The jangle of approaching soldiers rang along the rampart, and Tanalasta turned to find a sturdy officer of about forty winters leading a dozen dragoneers toward her. Four of the warriors carried a large iron box. The rest were armed with crossbows and iron swords. A pair of anxious war wizards accompanied the group, one at each end of the iron box.

The officer stopped before Tanalasta and bowed deeply. “If I may present myself, Highness,” he said. “I am Filmore, Lionar of the Goblin Mountain Outpost.” He motioned to the eldest wizard. “And this is Sarmon the Spectacular, master of the war wizards King Azoun sent to meet you.”

Sarmon stepped forward and also bowed. Though his weathered face looked far older than the lionar’s, his hair and long beard remained as dark as that of a youth of twenty. “At your service, Highness. We have been expecting you for the past several days.” He extended a hand to her and said, “The king has commanded that we teleport you to Arabel the instant of your arrival.”

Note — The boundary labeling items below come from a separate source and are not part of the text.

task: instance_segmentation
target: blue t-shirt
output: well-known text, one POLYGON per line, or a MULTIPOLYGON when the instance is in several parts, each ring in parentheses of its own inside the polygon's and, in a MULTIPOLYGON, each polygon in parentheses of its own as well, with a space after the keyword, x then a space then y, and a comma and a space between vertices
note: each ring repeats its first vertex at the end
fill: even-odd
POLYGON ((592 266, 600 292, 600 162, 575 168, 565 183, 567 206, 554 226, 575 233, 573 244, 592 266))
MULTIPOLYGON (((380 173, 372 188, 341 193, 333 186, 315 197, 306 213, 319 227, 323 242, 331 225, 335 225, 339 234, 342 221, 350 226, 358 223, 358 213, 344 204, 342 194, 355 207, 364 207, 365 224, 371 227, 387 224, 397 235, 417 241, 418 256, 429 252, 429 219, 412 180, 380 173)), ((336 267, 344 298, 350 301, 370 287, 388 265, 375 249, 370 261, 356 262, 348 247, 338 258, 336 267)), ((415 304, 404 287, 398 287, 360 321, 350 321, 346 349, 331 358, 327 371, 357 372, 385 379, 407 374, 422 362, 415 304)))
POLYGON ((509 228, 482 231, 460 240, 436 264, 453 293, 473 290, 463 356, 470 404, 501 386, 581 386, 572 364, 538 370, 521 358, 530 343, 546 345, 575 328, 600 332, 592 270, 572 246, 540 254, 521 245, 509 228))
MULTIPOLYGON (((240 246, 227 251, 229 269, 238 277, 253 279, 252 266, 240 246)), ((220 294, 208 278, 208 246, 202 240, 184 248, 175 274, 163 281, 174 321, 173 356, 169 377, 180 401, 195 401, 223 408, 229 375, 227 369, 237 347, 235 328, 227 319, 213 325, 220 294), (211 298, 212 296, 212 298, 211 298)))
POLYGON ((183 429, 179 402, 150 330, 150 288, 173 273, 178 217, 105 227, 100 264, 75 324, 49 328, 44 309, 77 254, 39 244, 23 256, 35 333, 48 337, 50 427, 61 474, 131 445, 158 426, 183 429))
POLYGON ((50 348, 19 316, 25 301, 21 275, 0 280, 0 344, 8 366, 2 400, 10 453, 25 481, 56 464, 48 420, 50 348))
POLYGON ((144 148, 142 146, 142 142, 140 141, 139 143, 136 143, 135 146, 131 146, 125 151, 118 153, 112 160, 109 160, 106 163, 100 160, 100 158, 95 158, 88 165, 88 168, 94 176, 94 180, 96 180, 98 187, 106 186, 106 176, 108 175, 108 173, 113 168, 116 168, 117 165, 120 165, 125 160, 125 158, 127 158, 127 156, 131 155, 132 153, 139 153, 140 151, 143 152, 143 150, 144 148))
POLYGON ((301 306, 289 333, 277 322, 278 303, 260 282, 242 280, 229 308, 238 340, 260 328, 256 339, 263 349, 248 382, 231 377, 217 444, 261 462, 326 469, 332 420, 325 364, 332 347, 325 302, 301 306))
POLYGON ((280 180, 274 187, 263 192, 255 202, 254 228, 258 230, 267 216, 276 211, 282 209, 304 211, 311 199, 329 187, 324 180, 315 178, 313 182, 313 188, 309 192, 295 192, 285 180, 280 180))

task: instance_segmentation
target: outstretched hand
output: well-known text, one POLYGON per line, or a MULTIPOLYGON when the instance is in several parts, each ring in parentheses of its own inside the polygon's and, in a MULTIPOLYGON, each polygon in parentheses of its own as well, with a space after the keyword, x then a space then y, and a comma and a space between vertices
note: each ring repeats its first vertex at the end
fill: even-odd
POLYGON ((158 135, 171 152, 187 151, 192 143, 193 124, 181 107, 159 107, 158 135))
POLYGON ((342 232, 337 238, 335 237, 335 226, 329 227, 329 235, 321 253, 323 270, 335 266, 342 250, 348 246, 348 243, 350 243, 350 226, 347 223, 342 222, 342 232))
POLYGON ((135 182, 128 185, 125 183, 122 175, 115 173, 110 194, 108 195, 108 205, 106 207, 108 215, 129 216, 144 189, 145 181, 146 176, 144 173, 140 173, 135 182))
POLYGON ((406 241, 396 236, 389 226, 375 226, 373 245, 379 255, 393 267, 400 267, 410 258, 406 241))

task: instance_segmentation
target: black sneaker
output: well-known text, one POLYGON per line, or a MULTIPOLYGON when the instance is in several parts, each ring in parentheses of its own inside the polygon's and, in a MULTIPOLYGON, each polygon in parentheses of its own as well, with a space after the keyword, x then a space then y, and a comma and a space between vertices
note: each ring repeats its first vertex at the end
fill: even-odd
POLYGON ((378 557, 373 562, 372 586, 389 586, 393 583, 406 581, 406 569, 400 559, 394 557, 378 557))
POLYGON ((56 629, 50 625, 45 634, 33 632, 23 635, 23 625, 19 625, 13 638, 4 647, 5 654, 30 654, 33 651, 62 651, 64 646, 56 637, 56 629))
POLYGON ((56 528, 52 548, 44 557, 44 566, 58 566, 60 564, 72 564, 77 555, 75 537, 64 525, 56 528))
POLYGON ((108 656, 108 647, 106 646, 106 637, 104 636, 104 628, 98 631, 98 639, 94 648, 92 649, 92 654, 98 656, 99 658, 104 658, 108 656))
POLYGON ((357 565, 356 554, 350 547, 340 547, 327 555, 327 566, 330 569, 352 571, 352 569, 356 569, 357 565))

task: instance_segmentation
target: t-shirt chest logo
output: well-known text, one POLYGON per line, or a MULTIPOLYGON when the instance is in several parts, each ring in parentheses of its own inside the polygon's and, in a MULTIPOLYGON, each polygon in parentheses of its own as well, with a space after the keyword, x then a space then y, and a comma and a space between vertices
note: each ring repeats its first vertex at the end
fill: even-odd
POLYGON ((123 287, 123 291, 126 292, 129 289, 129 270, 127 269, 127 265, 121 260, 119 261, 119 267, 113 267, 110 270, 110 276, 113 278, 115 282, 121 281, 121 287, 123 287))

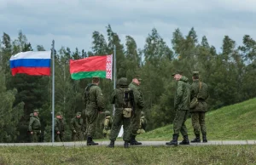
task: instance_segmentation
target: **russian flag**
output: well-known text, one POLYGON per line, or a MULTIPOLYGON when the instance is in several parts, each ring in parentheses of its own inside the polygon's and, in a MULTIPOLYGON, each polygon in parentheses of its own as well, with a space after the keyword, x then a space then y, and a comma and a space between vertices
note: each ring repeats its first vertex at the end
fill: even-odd
POLYGON ((9 59, 12 75, 24 73, 33 76, 50 75, 51 51, 20 52, 9 59))

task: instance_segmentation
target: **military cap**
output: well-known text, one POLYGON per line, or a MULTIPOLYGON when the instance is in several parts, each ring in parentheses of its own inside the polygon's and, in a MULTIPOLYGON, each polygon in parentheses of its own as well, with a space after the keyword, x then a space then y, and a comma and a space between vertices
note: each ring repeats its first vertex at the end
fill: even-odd
POLYGON ((34 110, 34 112, 38 112, 38 113, 39 113, 38 110, 34 110))
POLYGON ((81 112, 79 112, 79 112, 77 112, 77 116, 79 116, 79 115, 81 115, 81 112))
POLYGON ((194 77, 199 77, 199 71, 193 71, 192 75, 194 77))
POLYGON ((99 77, 92 77, 92 82, 98 82, 100 81, 99 77))
POLYGON ((172 74, 172 76, 175 76, 176 74, 183 74, 183 72, 180 70, 176 70, 174 73, 172 74))

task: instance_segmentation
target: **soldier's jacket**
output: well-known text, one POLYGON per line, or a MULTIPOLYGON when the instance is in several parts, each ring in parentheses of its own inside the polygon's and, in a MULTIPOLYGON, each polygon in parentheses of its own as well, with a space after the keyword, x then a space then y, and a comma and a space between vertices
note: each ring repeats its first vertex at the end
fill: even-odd
POLYGON ((73 117, 70 122, 70 129, 73 132, 75 130, 76 132, 84 131, 84 126, 83 125, 83 118, 73 117))
POLYGON ((186 77, 182 77, 177 82, 174 98, 174 110, 189 110, 190 85, 186 77))
POLYGON ((206 100, 209 97, 208 87, 206 83, 201 82, 201 87, 199 90, 200 82, 199 80, 194 80, 193 83, 191 84, 191 93, 190 93, 190 99, 196 97, 198 94, 198 105, 190 109, 190 111, 207 111, 207 104, 206 100))
POLYGON ((112 117, 110 116, 108 116, 105 117, 105 120, 104 120, 104 129, 105 130, 109 130, 111 129, 111 127, 112 127, 112 123, 113 123, 113 120, 112 120, 112 117))
POLYGON ((28 131, 40 130, 41 123, 38 117, 31 117, 28 125, 28 131))
POLYGON ((133 95, 134 95, 134 101, 135 101, 135 111, 137 109, 143 109, 144 107, 144 100, 143 100, 143 94, 141 91, 138 85, 131 82, 129 85, 129 88, 132 89, 133 95))
MULTIPOLYGON (((88 86, 84 91, 87 88, 88 86)), ((90 109, 97 109, 99 111, 102 111, 104 109, 104 98, 101 88, 97 85, 92 85, 89 90, 89 98, 87 98, 84 92, 84 103, 86 108, 89 105, 90 109)))
POLYGON ((64 122, 63 119, 55 118, 55 132, 63 133, 64 130, 64 122))

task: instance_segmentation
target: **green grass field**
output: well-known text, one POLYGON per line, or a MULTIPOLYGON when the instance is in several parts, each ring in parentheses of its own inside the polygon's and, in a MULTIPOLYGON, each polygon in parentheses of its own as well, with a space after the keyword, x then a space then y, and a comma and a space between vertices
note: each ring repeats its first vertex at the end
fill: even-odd
MULTIPOLYGON (((256 99, 207 112, 206 122, 210 140, 256 139, 256 99)), ((191 119, 187 120, 186 126, 189 138, 194 139, 191 119)), ((137 139, 168 141, 172 133, 172 124, 140 134, 137 139)))

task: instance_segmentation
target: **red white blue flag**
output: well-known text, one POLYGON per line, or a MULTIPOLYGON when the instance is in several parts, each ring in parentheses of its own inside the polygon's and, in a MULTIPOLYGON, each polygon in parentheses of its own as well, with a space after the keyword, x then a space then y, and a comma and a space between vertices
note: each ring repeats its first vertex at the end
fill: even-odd
POLYGON ((9 60, 12 75, 49 76, 50 54, 51 51, 28 51, 12 55, 9 60))

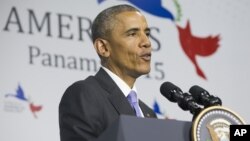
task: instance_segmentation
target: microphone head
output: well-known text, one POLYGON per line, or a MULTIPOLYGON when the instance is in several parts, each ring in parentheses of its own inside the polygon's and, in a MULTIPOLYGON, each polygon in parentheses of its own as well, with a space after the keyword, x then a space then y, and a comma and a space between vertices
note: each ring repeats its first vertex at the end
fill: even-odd
POLYGON ((160 87, 161 94, 171 102, 177 102, 177 94, 182 94, 182 90, 171 82, 164 82, 160 87))
POLYGON ((199 104, 203 103, 203 99, 208 99, 210 94, 205 89, 201 88, 200 86, 194 85, 189 89, 189 93, 192 94, 195 101, 199 104))

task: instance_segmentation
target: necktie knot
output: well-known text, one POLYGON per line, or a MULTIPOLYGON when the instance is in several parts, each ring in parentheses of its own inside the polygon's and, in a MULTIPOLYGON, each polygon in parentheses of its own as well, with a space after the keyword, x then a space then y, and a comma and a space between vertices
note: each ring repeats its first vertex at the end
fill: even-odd
POLYGON ((135 110, 136 116, 137 117, 143 117, 142 113, 140 111, 138 99, 137 99, 137 94, 135 91, 130 91, 130 93, 127 96, 127 99, 131 105, 131 107, 135 110))
POLYGON ((135 103, 138 102, 137 94, 133 90, 130 91, 130 93, 128 94, 127 98, 128 98, 129 103, 132 104, 132 105, 134 105, 135 103))

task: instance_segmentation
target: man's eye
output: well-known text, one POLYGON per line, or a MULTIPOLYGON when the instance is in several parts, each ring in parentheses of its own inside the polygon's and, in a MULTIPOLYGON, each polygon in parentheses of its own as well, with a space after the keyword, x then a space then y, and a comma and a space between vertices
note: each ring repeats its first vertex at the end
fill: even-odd
POLYGON ((132 33, 129 33, 128 35, 129 35, 129 36, 135 36, 136 33, 135 33, 135 32, 132 32, 132 33))

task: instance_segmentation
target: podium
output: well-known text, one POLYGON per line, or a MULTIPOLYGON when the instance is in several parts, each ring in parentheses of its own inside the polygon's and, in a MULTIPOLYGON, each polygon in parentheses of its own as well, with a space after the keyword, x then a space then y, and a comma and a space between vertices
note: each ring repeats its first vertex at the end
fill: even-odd
POLYGON ((192 123, 121 115, 96 141, 190 141, 192 123))

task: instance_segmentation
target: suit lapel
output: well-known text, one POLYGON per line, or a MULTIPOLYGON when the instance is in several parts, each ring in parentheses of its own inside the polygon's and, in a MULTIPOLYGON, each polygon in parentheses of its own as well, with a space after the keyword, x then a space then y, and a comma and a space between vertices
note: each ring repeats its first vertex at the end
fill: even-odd
POLYGON ((139 100, 139 105, 140 108, 143 112, 144 117, 147 118, 155 118, 156 115, 155 113, 152 111, 152 109, 150 109, 145 103, 143 103, 141 100, 139 100))
POLYGON ((125 95, 102 68, 98 71, 95 78, 103 89, 109 93, 108 99, 120 115, 135 115, 125 95))

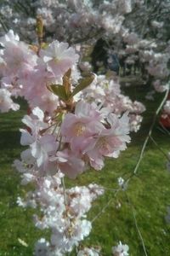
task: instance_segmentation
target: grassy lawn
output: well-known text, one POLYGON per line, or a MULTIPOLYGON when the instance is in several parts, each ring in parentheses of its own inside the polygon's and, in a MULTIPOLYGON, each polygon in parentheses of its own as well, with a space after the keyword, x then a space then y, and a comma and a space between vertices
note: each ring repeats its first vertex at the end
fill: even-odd
MULTIPOLYGON (((147 102, 144 97, 147 88, 134 86, 124 90, 146 105, 141 130, 132 135, 132 143, 118 159, 106 161, 103 171, 91 170, 74 181, 68 181, 67 186, 94 182, 114 189, 117 188, 118 177, 126 178, 133 172, 153 113, 163 95, 157 94, 154 102, 147 102)), ((26 191, 20 184, 20 175, 11 166, 23 150, 20 146, 19 127, 22 125, 20 119, 26 112, 26 106, 24 102, 21 105, 19 112, 0 115, 0 256, 32 255, 35 241, 44 236, 33 225, 34 211, 16 205, 17 196, 24 195, 26 191), (23 246, 19 239, 25 241, 28 247, 23 246)), ((169 137, 160 131, 158 124, 155 125, 153 137, 167 153, 169 137)), ((106 189, 104 196, 94 201, 88 213, 89 219, 94 219, 110 200, 109 206, 93 223, 92 233, 83 243, 102 247, 102 255, 107 256, 111 254, 111 247, 122 241, 128 244, 131 256, 143 256, 145 254, 139 231, 148 256, 170 255, 170 226, 165 222, 167 207, 170 205, 169 183, 166 159, 150 141, 137 175, 129 182, 128 189, 116 195, 106 189)))

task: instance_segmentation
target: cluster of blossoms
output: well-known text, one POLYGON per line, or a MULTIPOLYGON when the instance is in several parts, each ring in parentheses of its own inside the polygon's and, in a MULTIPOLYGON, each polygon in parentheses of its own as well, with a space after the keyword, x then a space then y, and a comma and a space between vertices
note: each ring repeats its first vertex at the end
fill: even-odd
POLYGON ((110 112, 121 115, 125 111, 129 113, 131 131, 138 131, 142 122, 140 115, 145 111, 141 102, 133 102, 128 96, 121 92, 121 86, 117 77, 96 75, 94 82, 77 96, 78 99, 84 99, 88 102, 96 102, 110 109, 110 112))
POLYGON ((94 183, 65 189, 63 177, 59 172, 53 177, 37 177, 36 191, 27 194, 26 201, 18 198, 21 207, 41 207, 41 217, 34 216, 35 225, 41 230, 51 229, 50 242, 42 238, 36 243, 37 256, 65 255, 77 247, 92 229, 86 213, 92 202, 104 193, 103 189, 94 183))
POLYGON ((11 96, 24 96, 31 108, 41 108, 50 114, 59 106, 59 97, 51 93, 48 84, 59 84, 65 73, 72 68, 72 79, 79 79, 76 64, 78 55, 68 44, 54 41, 44 49, 20 41, 9 31, 0 38, 1 90, 0 109, 18 109, 11 96))
POLYGON ((143 79, 153 84, 160 80, 160 91, 169 77, 169 9, 168 0, 6 0, 0 11, 0 32, 12 26, 27 42, 35 42, 35 17, 41 15, 47 40, 94 46, 102 38, 109 50, 117 54, 121 66, 139 68, 143 79))

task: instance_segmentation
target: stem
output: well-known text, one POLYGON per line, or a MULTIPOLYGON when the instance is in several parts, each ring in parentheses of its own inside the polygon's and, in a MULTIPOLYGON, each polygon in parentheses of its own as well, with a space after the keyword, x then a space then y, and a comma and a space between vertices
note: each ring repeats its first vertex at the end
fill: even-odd
POLYGON ((163 100, 162 101, 161 104, 159 105, 158 108, 156 109, 156 113, 155 113, 155 115, 154 115, 154 118, 153 118, 153 121, 151 123, 151 125, 150 127, 150 130, 149 130, 149 132, 148 132, 148 135, 144 142, 144 144, 143 144, 143 147, 141 148, 141 151, 140 151, 140 154, 139 156, 139 159, 138 159, 138 161, 137 161, 137 164, 136 164, 136 166, 133 172, 133 174, 130 176, 130 177, 126 181, 126 183, 128 183, 129 182, 129 180, 131 179, 132 177, 133 177, 137 172, 138 172, 138 169, 139 167, 139 165, 140 165, 140 162, 143 159, 143 156, 144 156, 144 152, 145 150, 145 148, 146 148, 146 145, 148 143, 148 141, 149 141, 149 138, 151 137, 151 134, 152 134, 152 131, 153 131, 153 128, 154 128, 154 125, 156 124, 156 118, 157 118, 157 115, 158 113, 160 113, 162 106, 164 105, 166 100, 167 100, 167 97, 168 96, 168 93, 169 93, 169 90, 167 90, 166 93, 165 93, 165 96, 163 97, 163 100))

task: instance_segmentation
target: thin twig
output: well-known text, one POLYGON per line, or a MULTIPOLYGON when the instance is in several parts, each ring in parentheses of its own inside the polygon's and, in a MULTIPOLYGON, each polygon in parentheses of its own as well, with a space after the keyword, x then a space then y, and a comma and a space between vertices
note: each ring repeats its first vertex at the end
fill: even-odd
POLYGON ((157 143, 155 141, 153 137, 150 136, 150 140, 154 143, 154 144, 157 147, 157 148, 160 150, 160 152, 162 153, 162 154, 166 157, 166 159, 169 161, 169 158, 167 155, 167 154, 163 151, 163 149, 157 144, 157 143))
POLYGON ((145 254, 145 256, 148 256, 148 254, 147 254, 147 253, 146 253, 145 246, 144 246, 144 239, 143 239, 143 237, 142 237, 142 234, 140 233, 140 230, 139 230, 139 226, 138 226, 138 223, 137 223, 137 219, 136 219, 136 216, 135 216, 135 212, 134 212, 134 209, 133 209, 133 207, 132 207, 132 208, 133 208, 133 209, 132 209, 132 210, 133 210, 133 218, 134 218, 134 224, 135 224, 135 226, 136 226, 136 230, 137 230, 137 231, 138 231, 138 233, 139 233, 139 237, 140 237, 140 240, 141 240, 141 241, 142 241, 142 247, 143 247, 144 254, 145 254))

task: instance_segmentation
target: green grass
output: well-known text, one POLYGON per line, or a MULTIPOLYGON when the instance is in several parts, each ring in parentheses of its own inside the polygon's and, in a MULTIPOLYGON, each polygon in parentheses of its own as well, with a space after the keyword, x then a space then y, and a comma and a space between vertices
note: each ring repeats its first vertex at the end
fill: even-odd
MULTIPOLYGON (((157 94, 155 102, 146 102, 144 96, 147 90, 144 86, 124 89, 133 100, 139 99, 147 104, 142 128, 133 135, 128 148, 118 159, 107 160, 101 172, 87 172, 74 181, 67 181, 67 186, 94 182, 105 188, 116 189, 118 177, 126 178, 133 172, 153 113, 163 96, 157 94)), ((35 241, 44 236, 33 225, 34 211, 16 205, 17 196, 24 195, 26 188, 20 184, 20 175, 11 165, 23 150, 20 146, 19 127, 22 125, 20 119, 26 112, 26 106, 22 102, 20 111, 0 115, 0 256, 32 255, 35 241), (19 238, 28 247, 21 245, 19 238)), ((169 137, 158 129, 158 124, 155 125, 153 137, 167 153, 169 137)), ((93 230, 83 244, 102 247, 102 255, 107 256, 110 255, 111 247, 122 241, 128 244, 131 256, 144 255, 133 211, 148 256, 170 255, 170 226, 165 222, 167 207, 170 205, 169 182, 166 159, 159 148, 149 142, 137 175, 131 179, 128 189, 119 192, 116 196, 114 192, 106 190, 94 201, 88 213, 89 219, 93 219, 111 199, 109 207, 94 222, 93 230), (119 204, 121 207, 117 207, 119 204)))

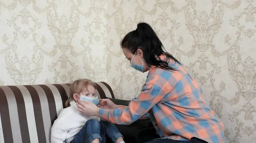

“When my friends are safe.” Tanalasta ignored the wizard’s hand and pointed into the valley, where her companions were now struggling up the wooded hillside below the citadel. Several hundred paces behind them, a hazy cloud of insects was drifting across the river after them. “Alaphondar Emmarask and High Harvestmaster Foley are still out there, and the ghazneth is close upon them, as you can see.”

Sarmon and Filmore peered over the wall, then arched their brows in concern. The wizard turned back to Tanalasta and said, “Truly, Princess, the citadel is in enough peril from the orcs alone.” He reached for her arm. “My assistant will see to the safety of the Royal Sage Most Learned and your friend from Huthduth, but I dare not let you risk your life-“

Tanalasta pulled away before he could touch her. “You are not risking it-and don’t you dare teleport me without my permission. You have told me what the king commanded, but there are things he doesn’t know.”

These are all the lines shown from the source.